Он хотел наградить его чином гвардейского унтер-офицера, и Панин с трудом уговорил его не приводить своего намерения в исполнение, под предлогом, что подобная честь разовьет тщеславие в великом князе и он, вообразив себя взрослым, не станет заниматься. Петр III совершенно согласился с этими доводами, не подозревая того, что Панин смеялся над ним в душе. Он вообразил также, что вознаградит самого Панина наилучшим образом, если возведет его в чин генерал-аншефа, что и было объявлено Панину Мельгуновым на следующий день. Чтобы понять, насколько это было неприятно для Панина, надо знать, что ему было сорок восемь лет, он был слаб здоровьем, любил покой, всю свою жизнь провел при дворе или в должности министра при иностранных дворах, носил парик
– Мне все твердили, что Панин умный человек. Могу ли я теперь этому верить?
Его величество принужден был дать ему соответствующий гражданский чин.

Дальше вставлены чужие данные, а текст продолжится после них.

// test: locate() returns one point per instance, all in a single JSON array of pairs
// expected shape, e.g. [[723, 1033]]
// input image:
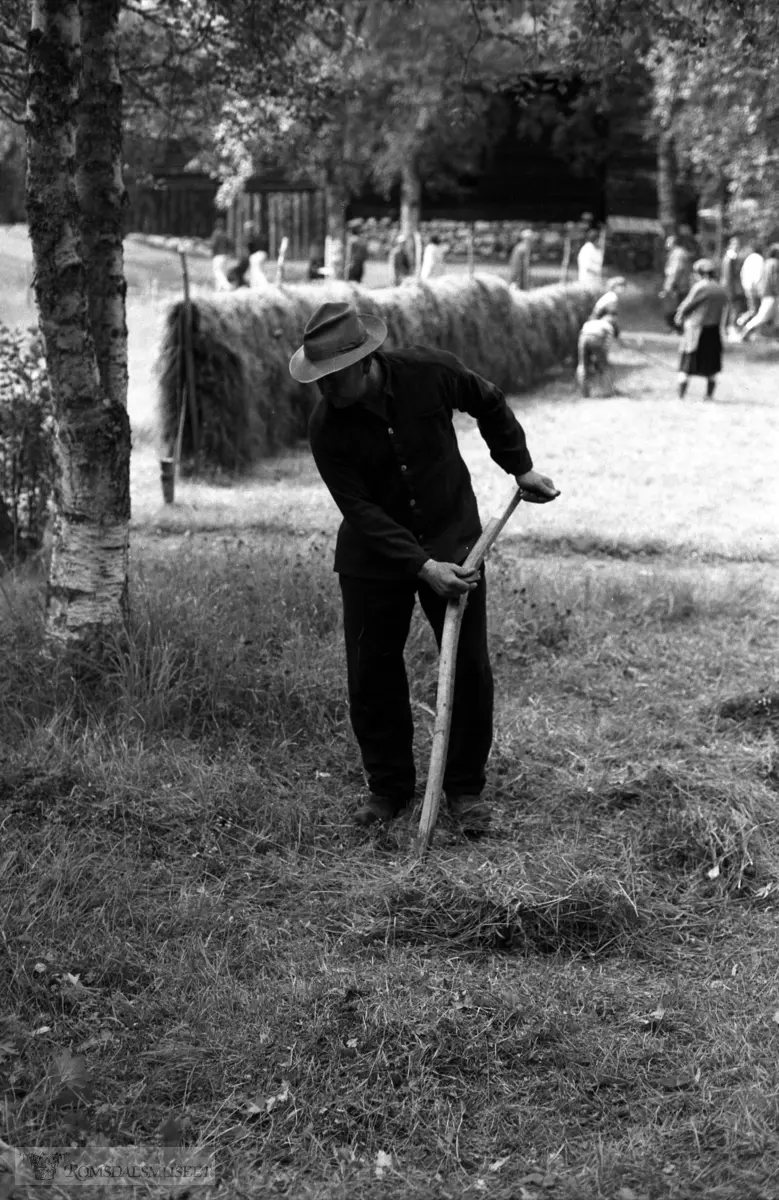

Пора мне упомянуть о родственных узах, которыми были связаны Панины с моим мужем. Младший брат Панин был генералом в армии, находившейся в Пруссии. Оба они были двоюродными братьями моей свекрови; их матери, урожденные Эверлаковы, вышли замуж за Леонтьева и Панина; следовательно, сыновья последней приходились дядями моему мужу. Старший из них отправлен был чрезвычайным послом, еще когда я была в колыбели; я познакомилась с ними в сентябре по возвращении нашем из Ораниенбаума и видалась с ними очень редко до той минуты, как в царствование Петра III заговор стал принимать более определенную форму. Он очень любил моего мужа и сохранил благодарное воспоминание о добром отношении к ним моего отца в его молодые годы. Однако, несмотря на наши столь естественные, родственные отношения и мою страсть к мужу, после переворота, когда я стала предметом всеобщей зависти, клевета называла этого почтенного дядю то моим любовником, то моим отцом, так как он якобы был любовником моей матери. Он оказал серьезные услуги моему мужу и был благодетелем моих детей; не будь этого, я бы ненавидела Панина, потому что из-за него пятнали мою репутацию. Должна сознаться, что я больше уважала старшего брата, генерала, за его солдатскую простосердечность, откровенность и твердость характера, гораздо более подходившего к моему характеру, и при жизни его первой жены, которую я любила и уважала от всего сердца, я бывала чаще в обществе генерала Панина, чем его брата.
Но довольно об этом предмете, который раздражает меня еще и сейчас.
Однажды, в первой половине января, утром, в то время как гвардейские роты шли во дворец на вахтпарад и для смены караула, императору представилось, что рота, которою командовал князь, не развернулась в должном порядке. Он подбежал к моему мужу, как настоящий капрал, и сделал ему замечание. Князь отрицал это сначала довольно спокойно, но когда его величество стал настаивать, князь, который был очень несдержан, если дело касалось хоть самым отдаленным образом его чести, ответил с такой горячностью и энергией, что император, который о дуэли имел понятия прусских офицеров, счел себя, по-видимому, в опасности и удалился так же поспешно, как и подбежал.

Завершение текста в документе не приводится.